School To Share Fitness Course With Community

ROGERS — Even though school is out, administrators hope children will enjoy swinging from the bright yellow bars on the physical fitness course at Grace Hill Elementary School this summer.

A $10,000 state grant to purchase the playground equipment was based on the school’s promise to share it with the community.

“Anything of any substance — it’s so expensive for playgrounds,” said Jennie Rehl, principal at Grace Hill. “You just almost have to find a grant.”

The new equipment will be used for both recess and physical education classes, Rehl said.

At A Glance

Fine Print

The playground, physical fitness course and parking lot at Grace Hill Elementary are open to the public during daylight on weekends, school holidays and when the district isn't using the areas, according to the joint use agreement.

Source: Staff Report

“Since we’ve put that in, it’s been crowded,” said Shelby Whalen, physical education teacher at Grace Hill.

Children play soccer at school and build their leg muscles by running, Whalen said, but upper body fitness tests show students don’t have the same strength in their arms, back and stomach.
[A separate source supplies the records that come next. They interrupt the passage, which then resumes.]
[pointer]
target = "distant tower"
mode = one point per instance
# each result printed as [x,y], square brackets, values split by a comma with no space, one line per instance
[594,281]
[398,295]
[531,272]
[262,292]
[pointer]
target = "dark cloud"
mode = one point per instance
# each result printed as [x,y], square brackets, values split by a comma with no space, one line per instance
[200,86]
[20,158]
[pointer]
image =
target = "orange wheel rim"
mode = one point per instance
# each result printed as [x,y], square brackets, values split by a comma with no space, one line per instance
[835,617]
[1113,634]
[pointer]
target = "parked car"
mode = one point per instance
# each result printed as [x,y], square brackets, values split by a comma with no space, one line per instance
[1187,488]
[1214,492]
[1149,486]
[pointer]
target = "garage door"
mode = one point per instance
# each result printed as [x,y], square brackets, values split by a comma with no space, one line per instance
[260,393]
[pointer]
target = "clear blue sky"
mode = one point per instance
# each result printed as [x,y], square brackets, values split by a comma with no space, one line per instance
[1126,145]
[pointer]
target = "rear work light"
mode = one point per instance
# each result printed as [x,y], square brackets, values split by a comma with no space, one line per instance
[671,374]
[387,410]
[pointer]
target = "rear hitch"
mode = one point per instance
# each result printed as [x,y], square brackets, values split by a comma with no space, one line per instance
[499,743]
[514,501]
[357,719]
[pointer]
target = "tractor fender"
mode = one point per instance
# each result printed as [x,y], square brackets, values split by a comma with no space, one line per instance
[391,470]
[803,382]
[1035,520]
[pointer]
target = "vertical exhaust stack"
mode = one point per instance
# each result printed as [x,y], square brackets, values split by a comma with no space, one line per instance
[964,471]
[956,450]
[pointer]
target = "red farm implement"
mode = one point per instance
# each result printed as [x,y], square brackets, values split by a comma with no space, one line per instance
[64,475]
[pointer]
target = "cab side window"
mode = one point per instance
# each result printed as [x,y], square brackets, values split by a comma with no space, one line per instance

Inside the gym, she has a double section of 8-foot climbing wall, but the physical fitness course with its bars and greater height works different muscles.

“Anything they’re doing they’re using their upper body muscles without thinking about it,” Whalen said.

The new equipment is durable and placed near the front of the school grounds to make it accessible to the community and the school, Whalen said.

“Kids love new stuff,” Rehl said.

The joint use grant required an agreement between the city and School District. A vote last week formalized a three-year agreement. Administrators told board members prior to the vote that it has always been the practice of the district to make its playgrounds open to the public when school is not in session.

The district is responsible for maintenance of the equipment, the city may help with inspection, if requested.

“We’re fine with that,” said Barney Hayes, parks director.

Third- through fifth-graders will use the climbing equipment, but the grant money freed up the school’s parent-teacher organization to purchase new equipment for the kindergarten through second grade playground on the south side of the school.

The group purchased a plastic dinosaur, hippo caterpillar and a small section of plastic rock wall, said Jennifer Kirkland, parent-teacher organization board member and kindergarten teacher at Grace Hill.

We’ve wanted to do playgrounds for a long time,” Kirkland said, “but where do you start?”

It took the parent group two years to raise the $6,000 so kindergartners can crawl through the hippo and sit on top the red dinosaur. People from the community helped pay for the equipment by buying candy bars or wrapping paper from the group, Kirkland said. She thinks children from nearby apartments will enjoy the additions through the summer. Her own son was thrilled with the new additions, she said.

Seventy-five to 80 students are at any given 20-minute recess, Rehl said. The kindergarten class is larger with 100 students. Now there is something for all 100 kindergartners to do, Kirkland said

The physical fitness course was installed the last week of April near the north end of the school’s parking lot. The new plastic animals from the parent-teacher organization were installed on the south side of the building during the first week of May.